Simon WinchesterOBE (born 28 September 1944) is a British-American author and journalist. In his career at The Guardian newspaper, Winchester covered numerous significant events, including Bloody Sunday and the Watergate Scandal. Winchester has written or contributed to over 30 nonfiction books, has written one novel, and has contributed to several magazines, among them Condé Nast Traveler, Smithsonian Magazine, and National Geographic.
While on assignment in Uganda, Winchester happened upon a copy of James Morris' Coronation Everest, an account of the 1953 expedition that led to the first successful ascent of Mount Everest.[5] The book instilled in Winchester the desire to be a writer, so he wrote to Morris, seeking career advice. Morris urged Winchester to give up geology the very day he received the letter, and get a job as a writer on a newspaper.[6]
In 1969 Winchester joined The Guardian, first as a regional correspondent based in Newcastle upon Tyne, but later as its Northern Ireland correspondent.[2] Winchester's time in Northern Ireland placed him around several events of The Troubles, including the events of Bloody Sunday and the Belfast "Hour of Terror".[7][8] In 1971, Winchester became involved in a controversy over the British press's coverage of Northern Ireland on the floor of the House of Commons when Bernadette Devlin described his role in reporting the shooting to death by British soldiers of Barney Watt in Hooker Street in the morning of Saturday, 6 February 1971.[9][10][11]

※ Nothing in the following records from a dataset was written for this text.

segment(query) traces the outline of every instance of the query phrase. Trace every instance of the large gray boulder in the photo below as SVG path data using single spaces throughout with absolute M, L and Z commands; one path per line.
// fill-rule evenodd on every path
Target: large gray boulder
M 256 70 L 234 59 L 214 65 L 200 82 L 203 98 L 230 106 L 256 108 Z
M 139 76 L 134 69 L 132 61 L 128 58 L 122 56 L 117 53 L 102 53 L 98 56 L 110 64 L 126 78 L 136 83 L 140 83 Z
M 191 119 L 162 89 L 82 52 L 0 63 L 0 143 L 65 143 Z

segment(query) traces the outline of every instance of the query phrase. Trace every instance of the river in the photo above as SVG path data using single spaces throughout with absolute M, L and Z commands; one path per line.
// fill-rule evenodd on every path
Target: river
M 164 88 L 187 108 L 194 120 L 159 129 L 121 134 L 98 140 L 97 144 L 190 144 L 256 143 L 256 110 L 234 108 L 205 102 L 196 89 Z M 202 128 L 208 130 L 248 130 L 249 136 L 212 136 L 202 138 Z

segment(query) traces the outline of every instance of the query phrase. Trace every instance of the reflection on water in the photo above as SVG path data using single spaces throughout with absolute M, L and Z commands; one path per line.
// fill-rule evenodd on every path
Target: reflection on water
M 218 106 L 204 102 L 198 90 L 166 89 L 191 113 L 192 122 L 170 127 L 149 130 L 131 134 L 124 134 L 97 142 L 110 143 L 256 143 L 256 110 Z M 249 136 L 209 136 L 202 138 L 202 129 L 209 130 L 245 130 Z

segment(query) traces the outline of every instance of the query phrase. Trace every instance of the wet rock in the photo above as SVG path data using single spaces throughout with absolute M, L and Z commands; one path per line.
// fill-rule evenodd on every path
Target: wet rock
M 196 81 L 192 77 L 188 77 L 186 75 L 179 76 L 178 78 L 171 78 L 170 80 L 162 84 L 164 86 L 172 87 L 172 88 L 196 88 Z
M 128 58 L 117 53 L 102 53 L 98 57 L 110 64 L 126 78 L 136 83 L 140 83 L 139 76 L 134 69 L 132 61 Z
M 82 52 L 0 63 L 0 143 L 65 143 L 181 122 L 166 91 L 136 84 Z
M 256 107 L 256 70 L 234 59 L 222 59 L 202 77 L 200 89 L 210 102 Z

After leaving Northern Ireland in 1972, Winchester was briefly assigned to Calcutta before becoming correspondent for The Guardian in Washington, DC, where he covered news ranging from the end of Richard Nixon's administration[12] to the start of Jimmy Carter's presidency.[4]
Winchester's first book, In Holy Terror, was published by Faber and Faber in 1975. The book drew heavily on his experiences of the turmoil in Northern Ireland. In 1976 he published his second book, American Heartbeat, which deals with his travels through the American heartland.[15] Winchester's first truly successful book was The Professor and the Madman (1998) published by Penguin UK as The Surgeon of Crowthorne. Telling the story of the creation of the Oxford English Dictionary, the book was a New York Times Best Seller.[16]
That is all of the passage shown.